A Field Guide to Getting Lost, de Rebecca Solnit, veio ter comigo esta semana, em língua inglesa. E ainda bem. Desconheço se existe tradução em língua portuguesa (na Porbase só encontrei dois títulos desta autora, e nenhum deles se parece). O ainda bem tem uma explicação. Um mau tradutor, por exemplo um bot, teria traduzido o título por "Um Guia de Campo para se Perder" (a sério, experimentei no Google Tradutor e foi o que deu), e teria perdido todo o sentido.
A Field Guide to Getting Lost é tudo menos um daqueles cadernos repetidos do jornal Expresso relativos a Boa Cama, Boa Mesa, Caminhadas e quejandos.

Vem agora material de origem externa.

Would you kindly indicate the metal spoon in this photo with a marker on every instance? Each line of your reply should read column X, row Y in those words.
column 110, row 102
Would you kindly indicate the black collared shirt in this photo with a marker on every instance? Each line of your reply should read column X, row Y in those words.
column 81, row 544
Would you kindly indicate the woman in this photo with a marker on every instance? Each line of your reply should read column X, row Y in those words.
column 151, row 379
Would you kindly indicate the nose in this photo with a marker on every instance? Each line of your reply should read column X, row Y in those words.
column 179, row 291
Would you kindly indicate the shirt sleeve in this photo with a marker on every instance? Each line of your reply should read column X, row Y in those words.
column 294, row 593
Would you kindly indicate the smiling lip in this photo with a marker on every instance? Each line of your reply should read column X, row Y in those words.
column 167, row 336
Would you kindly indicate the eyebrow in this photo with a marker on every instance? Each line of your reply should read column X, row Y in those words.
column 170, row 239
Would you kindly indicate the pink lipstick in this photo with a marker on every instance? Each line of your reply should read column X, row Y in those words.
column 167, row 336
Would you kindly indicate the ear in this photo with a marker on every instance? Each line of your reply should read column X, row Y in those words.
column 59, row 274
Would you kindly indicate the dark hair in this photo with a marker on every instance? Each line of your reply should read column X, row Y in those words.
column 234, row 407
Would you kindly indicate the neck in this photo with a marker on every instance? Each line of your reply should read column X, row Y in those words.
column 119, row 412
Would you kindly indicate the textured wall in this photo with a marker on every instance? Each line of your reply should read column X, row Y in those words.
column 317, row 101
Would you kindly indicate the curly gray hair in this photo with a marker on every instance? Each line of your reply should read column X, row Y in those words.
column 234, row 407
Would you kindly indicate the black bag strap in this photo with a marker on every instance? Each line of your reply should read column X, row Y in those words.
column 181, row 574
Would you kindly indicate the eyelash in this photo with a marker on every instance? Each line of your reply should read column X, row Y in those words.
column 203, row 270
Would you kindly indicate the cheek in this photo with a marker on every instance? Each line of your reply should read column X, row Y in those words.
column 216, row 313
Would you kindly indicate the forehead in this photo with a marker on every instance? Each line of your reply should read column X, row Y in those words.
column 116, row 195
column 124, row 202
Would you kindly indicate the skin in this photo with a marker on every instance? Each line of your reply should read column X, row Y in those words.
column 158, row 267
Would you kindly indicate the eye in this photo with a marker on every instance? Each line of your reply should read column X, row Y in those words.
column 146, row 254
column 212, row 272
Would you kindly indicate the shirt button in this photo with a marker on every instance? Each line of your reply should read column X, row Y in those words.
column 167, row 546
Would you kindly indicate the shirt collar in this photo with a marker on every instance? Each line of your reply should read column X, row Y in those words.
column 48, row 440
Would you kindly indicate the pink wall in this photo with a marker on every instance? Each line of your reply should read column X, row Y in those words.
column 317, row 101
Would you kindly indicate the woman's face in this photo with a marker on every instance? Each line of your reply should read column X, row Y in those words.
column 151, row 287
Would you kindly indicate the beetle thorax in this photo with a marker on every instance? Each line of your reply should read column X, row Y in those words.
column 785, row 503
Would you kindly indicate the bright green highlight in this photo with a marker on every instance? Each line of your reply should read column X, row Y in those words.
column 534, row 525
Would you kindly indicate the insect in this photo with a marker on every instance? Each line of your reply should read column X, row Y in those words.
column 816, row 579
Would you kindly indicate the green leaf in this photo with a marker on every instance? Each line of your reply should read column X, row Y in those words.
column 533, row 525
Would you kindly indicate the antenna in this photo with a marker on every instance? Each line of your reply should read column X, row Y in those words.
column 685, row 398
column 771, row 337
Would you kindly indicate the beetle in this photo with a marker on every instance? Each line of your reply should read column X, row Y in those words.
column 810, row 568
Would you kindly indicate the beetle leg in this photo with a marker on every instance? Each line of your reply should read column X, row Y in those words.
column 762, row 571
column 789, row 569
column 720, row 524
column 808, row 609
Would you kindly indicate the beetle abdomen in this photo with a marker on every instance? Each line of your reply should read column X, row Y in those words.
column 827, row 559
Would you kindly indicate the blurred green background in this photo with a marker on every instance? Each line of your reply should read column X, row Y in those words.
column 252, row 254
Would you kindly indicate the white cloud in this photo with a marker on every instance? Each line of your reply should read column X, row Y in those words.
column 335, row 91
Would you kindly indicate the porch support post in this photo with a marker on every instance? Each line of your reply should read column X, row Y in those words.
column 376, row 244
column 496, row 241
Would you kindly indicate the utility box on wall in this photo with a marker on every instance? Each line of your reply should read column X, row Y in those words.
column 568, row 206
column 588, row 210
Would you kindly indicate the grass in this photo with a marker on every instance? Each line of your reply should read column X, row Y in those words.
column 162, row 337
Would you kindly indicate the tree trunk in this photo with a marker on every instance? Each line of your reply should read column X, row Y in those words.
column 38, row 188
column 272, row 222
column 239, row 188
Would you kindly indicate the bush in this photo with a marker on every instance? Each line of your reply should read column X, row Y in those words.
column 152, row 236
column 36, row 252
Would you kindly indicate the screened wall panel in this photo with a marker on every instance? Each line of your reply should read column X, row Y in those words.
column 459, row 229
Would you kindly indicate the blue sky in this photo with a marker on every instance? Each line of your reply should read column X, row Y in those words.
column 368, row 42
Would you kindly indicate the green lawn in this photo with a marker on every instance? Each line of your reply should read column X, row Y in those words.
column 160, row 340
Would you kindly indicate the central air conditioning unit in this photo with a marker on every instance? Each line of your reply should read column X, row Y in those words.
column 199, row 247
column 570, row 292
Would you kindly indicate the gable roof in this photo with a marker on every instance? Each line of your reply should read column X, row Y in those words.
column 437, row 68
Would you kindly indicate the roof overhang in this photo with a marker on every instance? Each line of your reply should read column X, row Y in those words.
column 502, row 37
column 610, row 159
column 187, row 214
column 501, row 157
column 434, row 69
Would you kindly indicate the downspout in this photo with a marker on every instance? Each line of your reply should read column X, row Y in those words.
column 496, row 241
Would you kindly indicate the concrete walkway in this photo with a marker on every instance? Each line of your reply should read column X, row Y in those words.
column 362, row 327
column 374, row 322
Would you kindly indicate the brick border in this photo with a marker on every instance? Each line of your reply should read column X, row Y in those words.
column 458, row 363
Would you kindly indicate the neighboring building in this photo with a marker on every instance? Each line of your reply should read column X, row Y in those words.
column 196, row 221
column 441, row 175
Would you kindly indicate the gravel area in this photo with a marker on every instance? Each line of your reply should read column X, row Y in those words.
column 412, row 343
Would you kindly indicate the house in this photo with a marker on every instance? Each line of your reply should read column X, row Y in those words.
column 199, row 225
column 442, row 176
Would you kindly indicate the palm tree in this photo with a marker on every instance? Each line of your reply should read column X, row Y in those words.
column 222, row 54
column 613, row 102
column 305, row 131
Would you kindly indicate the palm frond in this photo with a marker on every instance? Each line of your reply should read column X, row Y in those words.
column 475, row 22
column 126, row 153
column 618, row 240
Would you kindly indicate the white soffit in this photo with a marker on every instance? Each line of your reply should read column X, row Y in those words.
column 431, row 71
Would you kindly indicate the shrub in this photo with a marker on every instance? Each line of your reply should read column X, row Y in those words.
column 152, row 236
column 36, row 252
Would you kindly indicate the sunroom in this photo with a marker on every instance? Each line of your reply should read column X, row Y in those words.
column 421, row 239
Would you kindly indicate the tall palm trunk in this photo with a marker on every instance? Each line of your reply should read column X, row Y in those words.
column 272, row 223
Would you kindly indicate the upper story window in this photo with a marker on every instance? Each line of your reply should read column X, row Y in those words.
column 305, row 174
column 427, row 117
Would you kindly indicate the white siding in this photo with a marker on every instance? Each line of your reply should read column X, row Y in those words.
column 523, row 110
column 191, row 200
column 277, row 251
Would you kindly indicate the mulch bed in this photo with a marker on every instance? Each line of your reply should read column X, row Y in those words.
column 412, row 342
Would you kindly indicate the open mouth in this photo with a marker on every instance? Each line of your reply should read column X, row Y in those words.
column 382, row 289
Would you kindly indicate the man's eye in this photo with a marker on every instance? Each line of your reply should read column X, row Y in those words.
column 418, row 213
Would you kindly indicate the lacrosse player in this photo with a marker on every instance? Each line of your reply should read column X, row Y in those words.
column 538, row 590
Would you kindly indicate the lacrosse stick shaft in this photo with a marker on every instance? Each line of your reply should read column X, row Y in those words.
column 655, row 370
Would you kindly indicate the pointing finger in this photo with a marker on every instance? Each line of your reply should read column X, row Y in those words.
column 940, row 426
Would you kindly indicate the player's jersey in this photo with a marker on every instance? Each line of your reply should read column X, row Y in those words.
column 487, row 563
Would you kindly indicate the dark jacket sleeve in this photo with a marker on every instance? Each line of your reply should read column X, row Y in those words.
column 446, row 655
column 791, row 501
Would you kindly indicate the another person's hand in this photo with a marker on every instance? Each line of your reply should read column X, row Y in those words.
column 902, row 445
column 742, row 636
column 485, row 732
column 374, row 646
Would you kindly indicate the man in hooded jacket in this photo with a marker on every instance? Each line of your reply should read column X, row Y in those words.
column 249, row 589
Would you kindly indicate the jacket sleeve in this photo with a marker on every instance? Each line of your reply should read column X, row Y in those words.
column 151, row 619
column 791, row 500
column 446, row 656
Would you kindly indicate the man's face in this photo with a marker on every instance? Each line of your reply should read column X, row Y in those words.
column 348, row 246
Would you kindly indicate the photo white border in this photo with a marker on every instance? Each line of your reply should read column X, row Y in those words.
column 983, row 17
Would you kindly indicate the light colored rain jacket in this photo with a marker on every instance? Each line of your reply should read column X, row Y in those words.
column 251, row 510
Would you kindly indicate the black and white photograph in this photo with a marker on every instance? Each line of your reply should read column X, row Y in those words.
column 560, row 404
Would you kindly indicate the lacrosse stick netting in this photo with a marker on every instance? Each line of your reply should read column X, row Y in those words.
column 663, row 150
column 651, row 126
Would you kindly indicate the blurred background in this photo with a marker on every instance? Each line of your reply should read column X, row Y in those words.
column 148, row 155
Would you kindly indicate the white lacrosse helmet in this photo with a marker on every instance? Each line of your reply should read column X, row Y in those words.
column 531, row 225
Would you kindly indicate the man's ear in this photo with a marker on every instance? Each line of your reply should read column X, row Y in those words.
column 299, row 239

Na realidade, parece-se (a mim pareceu-me) com o meu Virados para a Lua (esgotado, mas requisitável, por quem ainda não tiver tido ocasião de ler, na excelente rede de bibliotecas públicas deste Portugal adormecido - ver aqui).
Claro que, não tendo eu escrito em língua inglesa, não dispus do mesmo arsenal de imprensa de que, justamente, dispôs Rebecca Solnit: "Wonderful" disse The Times, "Brilliant", disse The Guardian, "Wondrous", disse o Los Angeles Times, e por aí fora - estou a citar da badana, com alguma inveja, claro, sem deixar de amar a minha difícil língua mãe.
O que mais impressiona nos livros que esvoaçam e vêm parar às nossas mãos como que por acaso é que, pelo menos aparentemente, trazem-nos mensagens. Eventualmente, dos anjos que falam connosco por meio dos livros.
Este trouxe-me a seguinte citação de uma frase de 1817 de John Keats, que desconhecia e me impressionou: "what quality went to form a Man of Achievement, especially in Literature... I mean Negative Capability, that is, when a man is capable of being in uncertainties, mysteries, doubts, without any irritable reaching after fact and reason".
Na minha tradução: "qualidade que passou a enformar um Homem de Realização, principalmente na Literatura... Refiro-me à Capacidade Negativa, isto é, quando um homem é capaz de permanecer em incertezas, mistérios, dúvidas, sem qualquer irritante de ir atrás de facto e razão".
Confesso que tem sido este irritante que me tem impedido de publicar livros desde A Janela do Cardeal, desde 2010. Tanto Natal com Pombal, como Princesa Rei, são títulos já registados no IGAC, livros praticamente acabados. Lindos, acho eu. Mas irritantes, em termos literários - dizia Keats e aproveita Solnit na sua deambulação pelos campos da literatura. Irritantes porque, descobri agora, agarrados a facto e razão.
Pudera, são "romances históricos". Daquele género literário que exerceram notavelmente, por exemplo, os evangelistas Marcos, Lucas e João (admitindo que Mateus, ao contrário destes, presenciou os factos, acompanhando Jesus). Daquele género literário que implica uma reconstituição do facto histórico por quem não o viveu. O que tem de ser irritante, ou não.